In 2012, the Obama administration set out a new emissions standard for cars, ostensibly in an effort to help the subsidized electric car segment, since only direct emissions counted and now the electricity that is 85 percent powered by fossil fuels.

It was aggressive, and going to be costly, but auto manufacturers saw the way the wind was blowing and agreed, knowing a new administration might be in power in 2017.

Sure enough, the Environmental Protection Agency and National Highway Traffic Safety Administration decided that the 2020 standards will be strict enough for now and are removing the far more difficult short term standard for gasoline vehicles and amending it to 31 mpg in 2025 from the 28 now. They are instead focusing on CO2 emissions because MPG is really irrelevant when the goal is less pollution.

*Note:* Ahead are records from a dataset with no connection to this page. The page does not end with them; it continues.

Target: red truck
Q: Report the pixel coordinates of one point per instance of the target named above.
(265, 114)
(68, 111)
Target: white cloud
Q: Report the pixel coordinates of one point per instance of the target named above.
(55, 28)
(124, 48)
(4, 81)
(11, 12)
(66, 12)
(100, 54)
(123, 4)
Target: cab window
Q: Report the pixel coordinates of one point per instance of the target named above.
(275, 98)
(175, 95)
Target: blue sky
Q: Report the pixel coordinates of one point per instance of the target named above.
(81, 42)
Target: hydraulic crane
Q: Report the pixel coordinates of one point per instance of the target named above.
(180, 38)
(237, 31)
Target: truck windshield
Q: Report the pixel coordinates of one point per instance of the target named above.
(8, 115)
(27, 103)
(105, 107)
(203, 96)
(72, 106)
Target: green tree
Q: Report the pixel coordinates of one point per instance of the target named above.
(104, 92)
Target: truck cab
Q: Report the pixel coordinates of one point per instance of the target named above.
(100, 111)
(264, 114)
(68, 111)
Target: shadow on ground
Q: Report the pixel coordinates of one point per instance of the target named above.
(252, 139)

It's still pretty terrific but activists are spinning this like EPA is being overruled by Trump after readily agreeing under Obama. They never consider it was the opposite. No impartial scientist at EPA thought it was a good idea to start counting invisible particles - small micron particulate matter, PM2.5 - as a pollution hazard. 

The EPA had that decision handed to them from above, and not from scientists. It was based on one epidemiology paper where EPA didn't get the raw data and the group refused to hand it over to independent epidemiologists. Smog, PM10, is a killer, that is well established, but it's almost like academic air epidemiologists were worried about being out of jobs once America had some of the best air quality in the world, so they invented a new demon. When they were shown to be lying about deaths - zero have resulted from PM2.5 - they changed the verbiage to be "reduced" life span, as if anyone could know how long people might live if they didn't have particulate matter that you need an electron microscope to detect.

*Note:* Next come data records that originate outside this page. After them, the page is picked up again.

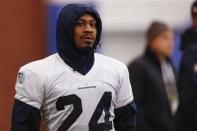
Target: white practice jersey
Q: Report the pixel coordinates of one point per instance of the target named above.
(70, 101)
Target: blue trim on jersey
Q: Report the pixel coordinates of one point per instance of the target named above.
(125, 118)
(25, 117)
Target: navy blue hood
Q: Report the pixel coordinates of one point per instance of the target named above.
(79, 60)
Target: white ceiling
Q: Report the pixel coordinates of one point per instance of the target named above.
(127, 15)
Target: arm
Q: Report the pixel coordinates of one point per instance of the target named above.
(28, 101)
(25, 117)
(125, 118)
(125, 112)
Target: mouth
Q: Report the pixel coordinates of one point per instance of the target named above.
(87, 38)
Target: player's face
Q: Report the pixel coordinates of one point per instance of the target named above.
(163, 44)
(85, 32)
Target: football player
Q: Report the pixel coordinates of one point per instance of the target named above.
(75, 89)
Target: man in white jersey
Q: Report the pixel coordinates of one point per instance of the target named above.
(75, 89)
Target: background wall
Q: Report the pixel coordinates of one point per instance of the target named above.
(22, 39)
(26, 24)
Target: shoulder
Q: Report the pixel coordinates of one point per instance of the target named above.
(137, 63)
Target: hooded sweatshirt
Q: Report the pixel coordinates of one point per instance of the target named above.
(79, 60)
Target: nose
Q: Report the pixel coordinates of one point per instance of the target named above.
(88, 28)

Now EPA needs to eliminate California's exemption from its air standards so cars for the tens of millions of poor people in the state can be more affordable. It hasn't helped the environment one bit, unless you also believe in particulate matter phantasms, but has made the cost high, because the aftermarket cannot sell used cars from outside California. And that has meant higher emissions older cars stay on the roads longer.